Gladin v. Department of Social & Health Services

C. Johnson, J.

¶32 (dissenting) — Terminating parental rights is a drastic remedy. While in this type of case the parent will likely never be able to provide his or her child *660with the needed care, few people have the skills or means necessary to adequately care for a child with such severe disabilities. This deficiency should not be a deciding factor in whether parental rights are terminated.

¶33 Moreover, RCW 13.34.180(l)(f) is about stability for the child. Courts have applied subsection (l)(f) in two contexts, neither of which applies here. The first is where the parent provides a destabilizing influence in the child’s life. This occurred in J.C. where the mother told her children to behave or she would go out and get high. In re Dependency of J.C., 130 Wn.2d 418, 924 P.2d 21 (1996). The second is where there is a possibility that the child will be adopted. This was the case in A.V.D. where the grandmother said she would adopt only if the parents’ rights were terminated. In re Dependency of A.V.D., 62 Wn. App. 562, 815 P.2d 277 (1991).

¶34 In this case, as the trial court recognized, the likelihood that K.D.S. will be adopted is nonexistent. While the majority correctly points out that the State need not prove a stable and permanent home already exists, some evidence supporting a reasonable level of possibility must be shown. If not, subsection (l)(f) will be too easily presumed in other similar cases because adoption is always more likely once parental rights have been terminated. If subsection (l)(f) is too easily met, it becomes just a meaningless factor.

¶35 Perhaps recognizing this weakness, the majority delves into the record in search of evidence that Derek Gladin’s continued relationship with K.D.S. harms her well-being. However, appellate courts should be hesitant to upset the trial court’s important credibility and factual determinations, which it alone is uniquely qualified to make. This is especially true in termination proceedings where the legislature, recognizing the important constitutional issues at play, requires the State to meet a high burden of proof to terminate parental rights. Here, rather than finding the relationship harmed K.D.S., the trial court stated, “I don’t see any harm to [K.D.S.] with supervised *661visits” and would have preferred, if it had the authority, to maintain Gladin’s parental rights until a likely adoptive home surfaced. Verbatim Report of Proceedings (Apr. 19, 2010) at 543. The majority upsets the trial court’s clear determinations.

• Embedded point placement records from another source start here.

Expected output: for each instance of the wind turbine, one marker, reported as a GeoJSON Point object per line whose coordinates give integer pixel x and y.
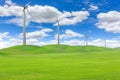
{"type": "Point", "coordinates": [86, 39]}
{"type": "Point", "coordinates": [58, 32]}
{"type": "Point", "coordinates": [24, 21]}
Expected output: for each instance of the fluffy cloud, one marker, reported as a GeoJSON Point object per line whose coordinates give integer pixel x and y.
{"type": "Point", "coordinates": [70, 34]}
{"type": "Point", "coordinates": [109, 21]}
{"type": "Point", "coordinates": [4, 35]}
{"type": "Point", "coordinates": [37, 34]}
{"type": "Point", "coordinates": [93, 7]}
{"type": "Point", "coordinates": [42, 14]}
{"type": "Point", "coordinates": [72, 18]}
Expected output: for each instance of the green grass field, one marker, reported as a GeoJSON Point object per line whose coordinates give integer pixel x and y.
{"type": "Point", "coordinates": [59, 63]}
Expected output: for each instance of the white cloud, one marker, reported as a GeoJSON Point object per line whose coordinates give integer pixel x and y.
{"type": "Point", "coordinates": [70, 34]}
{"type": "Point", "coordinates": [42, 14]}
{"type": "Point", "coordinates": [4, 35]}
{"type": "Point", "coordinates": [93, 7]}
{"type": "Point", "coordinates": [109, 21]}
{"type": "Point", "coordinates": [76, 17]}
{"type": "Point", "coordinates": [37, 34]}
{"type": "Point", "coordinates": [9, 2]}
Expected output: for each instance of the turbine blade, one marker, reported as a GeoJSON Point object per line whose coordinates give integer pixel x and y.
{"type": "Point", "coordinates": [28, 3]}
{"type": "Point", "coordinates": [19, 5]}
{"type": "Point", "coordinates": [58, 22]}
{"type": "Point", "coordinates": [30, 14]}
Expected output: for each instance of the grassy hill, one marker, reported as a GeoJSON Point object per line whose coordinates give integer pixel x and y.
{"type": "Point", "coordinates": [63, 62]}
{"type": "Point", "coordinates": [31, 49]}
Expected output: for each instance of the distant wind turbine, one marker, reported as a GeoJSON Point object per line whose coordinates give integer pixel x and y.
{"type": "Point", "coordinates": [58, 32]}
{"type": "Point", "coordinates": [24, 20]}
{"type": "Point", "coordinates": [86, 39]}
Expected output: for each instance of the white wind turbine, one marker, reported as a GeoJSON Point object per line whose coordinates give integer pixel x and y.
{"type": "Point", "coordinates": [58, 32]}
{"type": "Point", "coordinates": [24, 20]}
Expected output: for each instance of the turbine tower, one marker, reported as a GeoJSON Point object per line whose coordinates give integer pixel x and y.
{"type": "Point", "coordinates": [86, 39]}
{"type": "Point", "coordinates": [24, 21]}
{"type": "Point", "coordinates": [58, 32]}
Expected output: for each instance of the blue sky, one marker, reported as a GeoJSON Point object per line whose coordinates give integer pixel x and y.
{"type": "Point", "coordinates": [100, 19]}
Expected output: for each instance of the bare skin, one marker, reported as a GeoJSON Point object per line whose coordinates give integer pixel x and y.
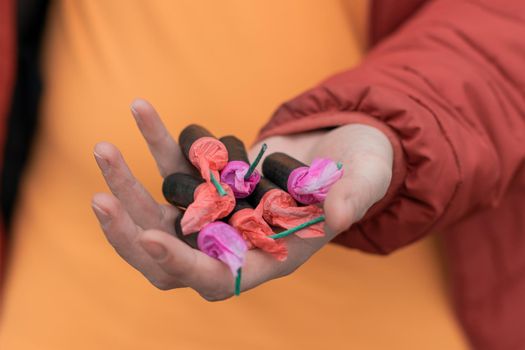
{"type": "Point", "coordinates": [141, 230]}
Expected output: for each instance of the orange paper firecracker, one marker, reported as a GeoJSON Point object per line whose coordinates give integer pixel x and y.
{"type": "Point", "coordinates": [256, 231]}
{"type": "Point", "coordinates": [204, 204]}
{"type": "Point", "coordinates": [203, 150]}
{"type": "Point", "coordinates": [279, 209]}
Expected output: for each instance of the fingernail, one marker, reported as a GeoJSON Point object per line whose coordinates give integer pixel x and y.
{"type": "Point", "coordinates": [135, 114]}
{"type": "Point", "coordinates": [155, 250]}
{"type": "Point", "coordinates": [101, 213]}
{"type": "Point", "coordinates": [102, 163]}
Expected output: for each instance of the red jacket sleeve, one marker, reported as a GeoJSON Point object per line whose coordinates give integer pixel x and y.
{"type": "Point", "coordinates": [449, 90]}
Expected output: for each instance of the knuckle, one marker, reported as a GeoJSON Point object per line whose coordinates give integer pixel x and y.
{"type": "Point", "coordinates": [162, 284]}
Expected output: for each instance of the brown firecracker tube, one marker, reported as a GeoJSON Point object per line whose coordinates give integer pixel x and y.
{"type": "Point", "coordinates": [178, 189]}
{"type": "Point", "coordinates": [278, 166]}
{"type": "Point", "coordinates": [236, 149]}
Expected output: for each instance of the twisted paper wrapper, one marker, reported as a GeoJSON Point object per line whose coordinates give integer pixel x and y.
{"type": "Point", "coordinates": [233, 174]}
{"type": "Point", "coordinates": [221, 241]}
{"type": "Point", "coordinates": [279, 209]}
{"type": "Point", "coordinates": [310, 185]}
{"type": "Point", "coordinates": [255, 232]}
{"type": "Point", "coordinates": [208, 154]}
{"type": "Point", "coordinates": [207, 207]}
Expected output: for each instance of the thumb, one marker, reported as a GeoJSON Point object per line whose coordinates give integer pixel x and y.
{"type": "Point", "coordinates": [364, 183]}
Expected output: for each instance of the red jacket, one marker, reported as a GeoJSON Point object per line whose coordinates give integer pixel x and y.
{"type": "Point", "coordinates": [446, 83]}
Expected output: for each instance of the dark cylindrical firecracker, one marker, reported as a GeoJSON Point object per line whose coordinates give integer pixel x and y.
{"type": "Point", "coordinates": [178, 189]}
{"type": "Point", "coordinates": [277, 167]}
{"type": "Point", "coordinates": [189, 135]}
{"type": "Point", "coordinates": [262, 188]}
{"type": "Point", "coordinates": [236, 149]}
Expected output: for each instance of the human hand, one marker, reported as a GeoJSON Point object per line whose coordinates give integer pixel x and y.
{"type": "Point", "coordinates": [142, 230]}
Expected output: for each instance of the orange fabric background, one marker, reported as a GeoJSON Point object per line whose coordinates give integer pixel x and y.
{"type": "Point", "coordinates": [227, 65]}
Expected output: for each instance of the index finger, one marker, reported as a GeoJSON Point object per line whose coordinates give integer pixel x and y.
{"type": "Point", "coordinates": [163, 147]}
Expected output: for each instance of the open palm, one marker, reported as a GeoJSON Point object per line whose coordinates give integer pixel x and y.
{"type": "Point", "coordinates": [142, 230]}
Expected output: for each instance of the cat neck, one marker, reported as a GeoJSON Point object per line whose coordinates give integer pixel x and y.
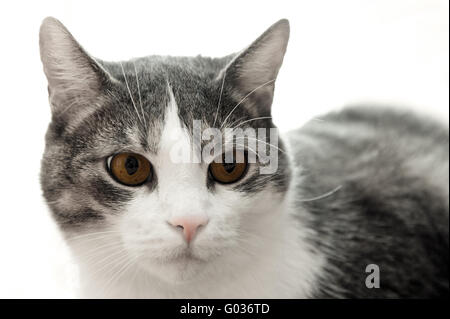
{"type": "Point", "coordinates": [278, 264]}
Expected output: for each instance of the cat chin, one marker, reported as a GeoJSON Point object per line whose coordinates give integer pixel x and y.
{"type": "Point", "coordinates": [176, 271]}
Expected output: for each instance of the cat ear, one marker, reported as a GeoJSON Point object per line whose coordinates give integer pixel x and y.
{"type": "Point", "coordinates": [74, 78]}
{"type": "Point", "coordinates": [253, 71]}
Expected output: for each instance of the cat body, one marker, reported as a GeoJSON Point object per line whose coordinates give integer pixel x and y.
{"type": "Point", "coordinates": [359, 187]}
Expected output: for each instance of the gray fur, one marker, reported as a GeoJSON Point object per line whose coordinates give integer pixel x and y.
{"type": "Point", "coordinates": [387, 211]}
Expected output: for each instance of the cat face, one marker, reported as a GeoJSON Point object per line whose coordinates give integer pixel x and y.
{"type": "Point", "coordinates": [112, 174]}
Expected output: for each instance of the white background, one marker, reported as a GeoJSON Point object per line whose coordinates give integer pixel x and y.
{"type": "Point", "coordinates": [340, 52]}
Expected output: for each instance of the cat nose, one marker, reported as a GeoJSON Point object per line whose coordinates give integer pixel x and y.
{"type": "Point", "coordinates": [189, 225]}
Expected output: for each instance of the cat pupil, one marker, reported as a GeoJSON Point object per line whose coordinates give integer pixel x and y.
{"type": "Point", "coordinates": [229, 167]}
{"type": "Point", "coordinates": [131, 165]}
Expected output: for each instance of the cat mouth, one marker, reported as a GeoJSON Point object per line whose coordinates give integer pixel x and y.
{"type": "Point", "coordinates": [186, 256]}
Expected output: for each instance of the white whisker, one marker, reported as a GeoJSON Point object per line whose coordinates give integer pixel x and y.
{"type": "Point", "coordinates": [220, 98]}
{"type": "Point", "coordinates": [129, 91]}
{"type": "Point", "coordinates": [140, 96]}
{"type": "Point", "coordinates": [323, 195]}
{"type": "Point", "coordinates": [251, 120]}
{"type": "Point", "coordinates": [245, 97]}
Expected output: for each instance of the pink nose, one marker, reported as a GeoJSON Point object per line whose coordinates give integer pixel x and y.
{"type": "Point", "coordinates": [189, 225]}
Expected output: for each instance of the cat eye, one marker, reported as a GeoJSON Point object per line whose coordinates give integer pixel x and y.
{"type": "Point", "coordinates": [130, 169]}
{"type": "Point", "coordinates": [227, 173]}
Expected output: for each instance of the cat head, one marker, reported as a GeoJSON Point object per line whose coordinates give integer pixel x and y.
{"type": "Point", "coordinates": [111, 172]}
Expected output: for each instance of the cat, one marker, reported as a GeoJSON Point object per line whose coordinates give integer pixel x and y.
{"type": "Point", "coordinates": [358, 206]}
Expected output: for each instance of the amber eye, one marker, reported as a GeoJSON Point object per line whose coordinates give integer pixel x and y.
{"type": "Point", "coordinates": [227, 173]}
{"type": "Point", "coordinates": [130, 169]}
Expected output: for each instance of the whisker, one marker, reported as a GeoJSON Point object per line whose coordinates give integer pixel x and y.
{"type": "Point", "coordinates": [129, 91]}
{"type": "Point", "coordinates": [245, 97]}
{"type": "Point", "coordinates": [322, 196]}
{"type": "Point", "coordinates": [251, 120]}
{"type": "Point", "coordinates": [140, 97]}
{"type": "Point", "coordinates": [92, 234]}
{"type": "Point", "coordinates": [220, 98]}
{"type": "Point", "coordinates": [258, 140]}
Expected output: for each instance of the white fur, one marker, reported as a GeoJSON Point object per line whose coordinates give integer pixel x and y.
{"type": "Point", "coordinates": [251, 247]}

¶36 In the end, K.D.S. will likely remain in a group home for the rest of her life. The faces in this group home will come and go. The only long-term and stable relationship in her life would have been with her father, who desires to retain a parental role in her life. Today’s ruling too easily takes that relationship away.

¶37 The order of termination should be reversed.

J.M. Johnson and Stephens, JJ., concur with C. Johnson, J.

Reconsideration denied April 4, 2013.